The AI chat UIs I trust most share one quality: they never create a false impression of what's happening. Not through explicit deception. Through the gap between what the interface suggests and what's actually going on.
I've built several streaming chat interfaces for ChainsAtlas, with an Express.js proxy between the front-end and OpenAI. Here's what I've learned about being honest with users in real time.
There are more states than you think
Most implementations treat the response as binary: loading or done. In practice there are at least six distinct states, and each one needs different UI:
hljs tstype ChatStatus =
| 'idle' // no request in flight
| 'waiting' // request sent, first token not yet received
| 'streaming' // tokens arriving
| 'done' // complete response received
| 'partial' // stream cut mid-way through
| 'error' // request failed entirely
The difference between waiting and streaming is worth showing explicitly. Waiting is pure latency — show a pulsing indicator. Streaming means tokens are arriving — show a cursor after the last character. Users feel this difference even when they can't describe it.
Streaming with fetch
hljs tsasync function streamChat(
messages: Message[],
onChunk: (text: string) => void,
onDone: () => void,
onError: (err: Error) => void
) {
let response: Response
try {
response = await fetch('/api/chat', {
method: 'POST',
body: JSON.stringify({ messages }),
headers: { 'Content-Type': 'application/json' },
})
} catch {
onError(new Error('Network request failed'))
return
}
const reader = response.body!.getReader()
const decoder = new TextDecoder()
try {
while (true) {
const { done, value } = await reader.read()
if (done) break
const chunk = decoder.decode(value, { stream: true })
for (const line of chunk.split('\n')) {
if (!line.startsWith('data: ')) continue
const data = line.slice(6)
if (data === '[DONE]') { onDone(); return }
const delta = JSON.parse(data)?.choices?.[0]?.delta?.content
if (delta) onChunk(delta)
}
}
onDone()
} catch {
// Stream cut mid-way — partial response, not total failure
onError(new Error('partial'))
}
}
The error thrown after the stream starts is a partial failure. Treat it differently from a clean fetch error.
When the stream cuts
It happens on congested networks, after rate limits, after server timeouts. The wrong response: clear the partial text and show a generic error. You've destroyed useful content and given the user no way to continue.

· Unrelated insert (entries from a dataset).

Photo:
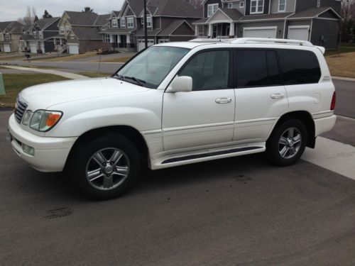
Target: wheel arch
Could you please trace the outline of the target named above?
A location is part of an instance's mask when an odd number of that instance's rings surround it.
[[[297,118],[305,124],[307,133],[307,147],[314,148],[316,140],[315,125],[312,115],[307,111],[295,111],[284,113],[273,127],[273,132],[280,123],[290,118]]]
[[[65,170],[67,169],[70,159],[75,150],[82,143],[88,143],[100,136],[112,133],[119,133],[129,139],[136,146],[146,163],[150,163],[149,149],[144,138],[136,129],[129,126],[113,126],[89,130],[82,134],[72,147],[65,162]]]

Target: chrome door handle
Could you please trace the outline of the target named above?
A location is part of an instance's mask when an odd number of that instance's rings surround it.
[[[271,99],[283,99],[285,98],[284,94],[274,94],[270,96]]]
[[[231,98],[219,98],[216,99],[217,104],[229,104],[231,103]]]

Keep the partial text visible. Mark it as incomplete with a subtle indicator. Offer a "Continue" button that passes the existing text back as context:
hljs ts// Pass the truncated response back as context for the next request
const continuationMessages = [
...previousMessages,
{ role: 'assistant', content: partialResponse },
{ role: 'user', content: 'Please continue from where you left off.' },
]
You already have the text. Using it is four lines of code.
Error messages that actually help
OpenAI errors have types. Use them:
hljs tsfunction getChatError(status: number, retryAfter?: string): string {
switch (status) {
case 429:
return `Rate limited — try again in ${retryAfter ?? '30'} seconds`
case 413:
return 'Conversation too long. Start a new chat or summarise the last few messages.'
case 400:
return 'This message was flagged. Try rephrasing it.'
default:
return 'Something went wrong. Try again in a moment.'
}
}
"An error occurred" is not helpful. The user wants to know whether it's worth retrying. A 429 is. A 400 with a content policy hit is not (without changing the message). Give them that information.
The "thinking" state
Models with extended reasoning can spend 10, 30, even 60 seconds in a reasoning phase before generating output. If your UI just shows a spinner, you're hiding real progress.

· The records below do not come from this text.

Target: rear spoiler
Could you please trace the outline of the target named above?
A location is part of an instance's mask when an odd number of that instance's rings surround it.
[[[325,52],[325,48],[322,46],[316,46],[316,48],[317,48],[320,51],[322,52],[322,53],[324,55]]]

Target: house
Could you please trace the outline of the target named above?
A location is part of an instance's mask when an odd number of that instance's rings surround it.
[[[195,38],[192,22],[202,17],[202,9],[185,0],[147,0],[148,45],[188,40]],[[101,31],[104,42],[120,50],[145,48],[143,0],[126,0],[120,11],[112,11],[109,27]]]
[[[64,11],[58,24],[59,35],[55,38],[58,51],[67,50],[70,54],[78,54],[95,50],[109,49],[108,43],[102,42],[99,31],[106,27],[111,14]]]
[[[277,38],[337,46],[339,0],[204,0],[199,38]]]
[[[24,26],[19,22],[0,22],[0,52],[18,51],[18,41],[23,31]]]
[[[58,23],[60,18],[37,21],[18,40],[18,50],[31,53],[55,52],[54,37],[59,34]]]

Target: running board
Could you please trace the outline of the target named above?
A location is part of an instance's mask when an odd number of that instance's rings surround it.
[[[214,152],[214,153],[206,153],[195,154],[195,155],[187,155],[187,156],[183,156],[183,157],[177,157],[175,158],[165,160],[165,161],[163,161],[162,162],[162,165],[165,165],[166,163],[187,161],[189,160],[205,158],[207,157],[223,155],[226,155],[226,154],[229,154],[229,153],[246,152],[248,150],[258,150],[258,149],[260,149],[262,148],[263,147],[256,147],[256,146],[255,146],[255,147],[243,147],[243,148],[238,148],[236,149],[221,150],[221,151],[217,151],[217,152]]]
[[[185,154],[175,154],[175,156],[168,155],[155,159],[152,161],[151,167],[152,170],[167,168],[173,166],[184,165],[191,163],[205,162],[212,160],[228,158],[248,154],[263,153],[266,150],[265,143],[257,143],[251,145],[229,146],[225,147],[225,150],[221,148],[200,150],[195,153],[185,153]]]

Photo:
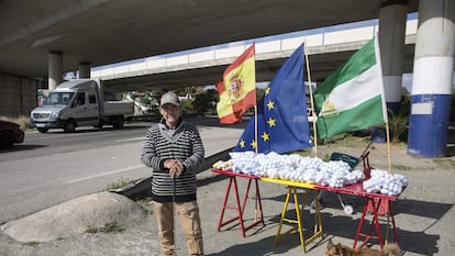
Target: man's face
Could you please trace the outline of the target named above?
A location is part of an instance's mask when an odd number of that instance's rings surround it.
[[[159,108],[159,113],[166,120],[167,124],[175,125],[180,119],[181,108],[175,104],[164,104]]]

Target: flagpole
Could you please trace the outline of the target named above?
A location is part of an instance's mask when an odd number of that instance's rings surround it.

If your API surfaces thinking tokens, show them: visually distinct, clearly labelled as reasoning, collapsible. If it doesn't, at minimum show elapsed time. "Thinking... 34s" is more honest than a static spinner. Users wait longer if they believe something is actually happening.

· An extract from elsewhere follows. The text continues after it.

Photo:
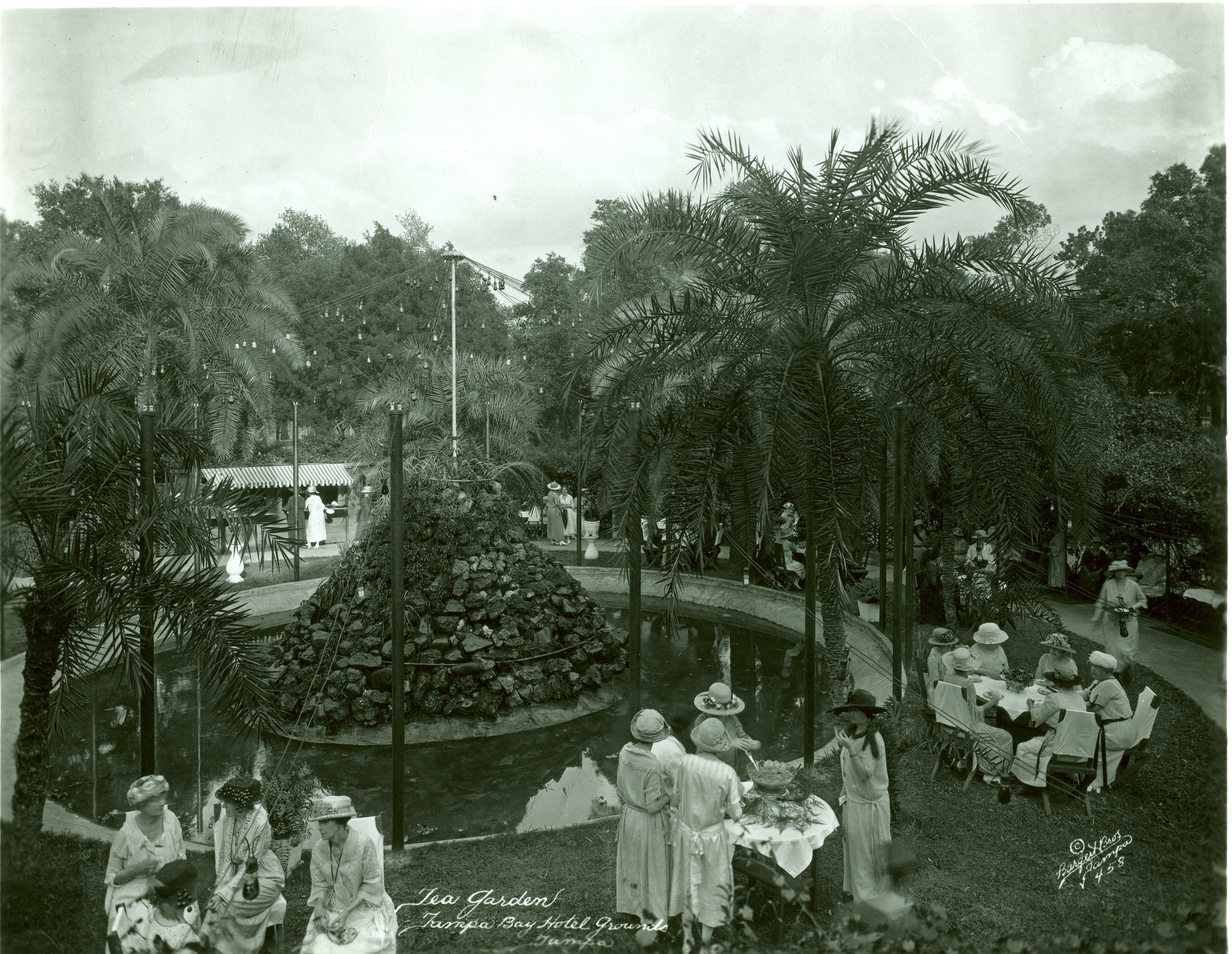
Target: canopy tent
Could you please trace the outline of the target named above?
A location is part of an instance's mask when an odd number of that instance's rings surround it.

The principle behind all of it
AI interfaces create unusual expectations. Users know the model is capable but also unpredictable. The UI's job is to calibrate those expectations accurately, not paper over the reality of how these systems work.
Latency is real. Show it. Failures happen. Show them clearly and specifically. Partial responses are useful. Preserve them. The interfaces users trust most are the ones that tell the truth about what's happening at every moment.